“Passing Strange” has called it quits, with the critically praised, sales-challenged Broadway musical set to close July 20.
That’s the day after two perfs of the rock tuner will be filmed, with live audience, for an upcoming pic version directed by Spike Lee — thereby answering the question of whether the production would hang on long enough to reap any potential marketing benefits from the release of the movie.
The passing of “Strange” marks the second best-musical Tony nominee to throw in the towel after the 2008 awards, following the shuttering of “Cry-Baby” last month. Although “In the Heights,” the season’s winner of the category, has posted robust box office tallies, the fourth contender, “Xanadu,” has been plagued by low sales as well.
Despite a healthy dose of positive press and awards attention, including seven Tony noms and a win for book, “Strange” has had difficulty pulling in crowds since it began Rialto perfs in February.
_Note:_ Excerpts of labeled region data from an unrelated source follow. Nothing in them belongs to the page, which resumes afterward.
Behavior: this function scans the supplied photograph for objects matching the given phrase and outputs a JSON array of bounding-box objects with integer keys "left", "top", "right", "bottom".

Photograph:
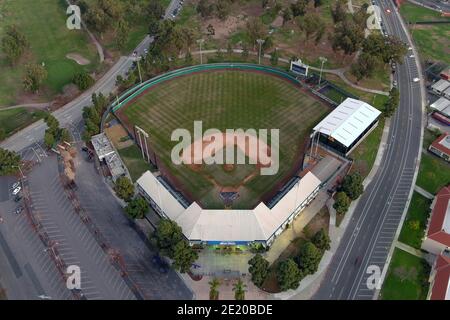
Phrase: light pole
[
  {"left": 197, "top": 39, "right": 205, "bottom": 64},
  {"left": 319, "top": 57, "right": 327, "bottom": 87},
  {"left": 137, "top": 57, "right": 142, "bottom": 83},
  {"left": 256, "top": 39, "right": 265, "bottom": 64}
]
Weekly sales rarely topped $300,000, and last week the tally sank nearly $70,000 to $176,067, with auds at an average of 37% of capacity.
Production has so far grossed about $4.6 million.
Written by single-monikered musician Stew with music co-written by bandmate Heidi Rodewald, the semiautobiographical “Strange” follows a young black man as he departs the middle-class L.A. milieu of his youth for Amsterdam and Berlin in an attempt to find himself.
Musical began life in a co-production that bowed at Berkeley Rep in 2006 and then played Off Broadway’s Public Theater last year. Strong reviews and positive aud response prompted a team of commercial producers, including the Shubert Org and Elizabeth Ireland McCann, to back a Broadway transfer.
The show’s combination of musical theater storytelling and loose rock-concert vibe proved a marketing challenge for a production that aimed to attract a young, racially diverse mix of theatergoers to the Main Stem.
Helmed by Annie Dorsen, the show picked up several awards in the spring, including musical kudos from the New York Drama Critics Circle and the Drama Desk. Tuner also won a couple of Obies for its Off Broadway incarnation.
The filmed version of the musical, produced by “Strange” co-producer Steve Klein and Lee, will incorporate footage from two runs of the show without an audience, in addition to the two perfs July 19. No release date or distribution platform has yet been set.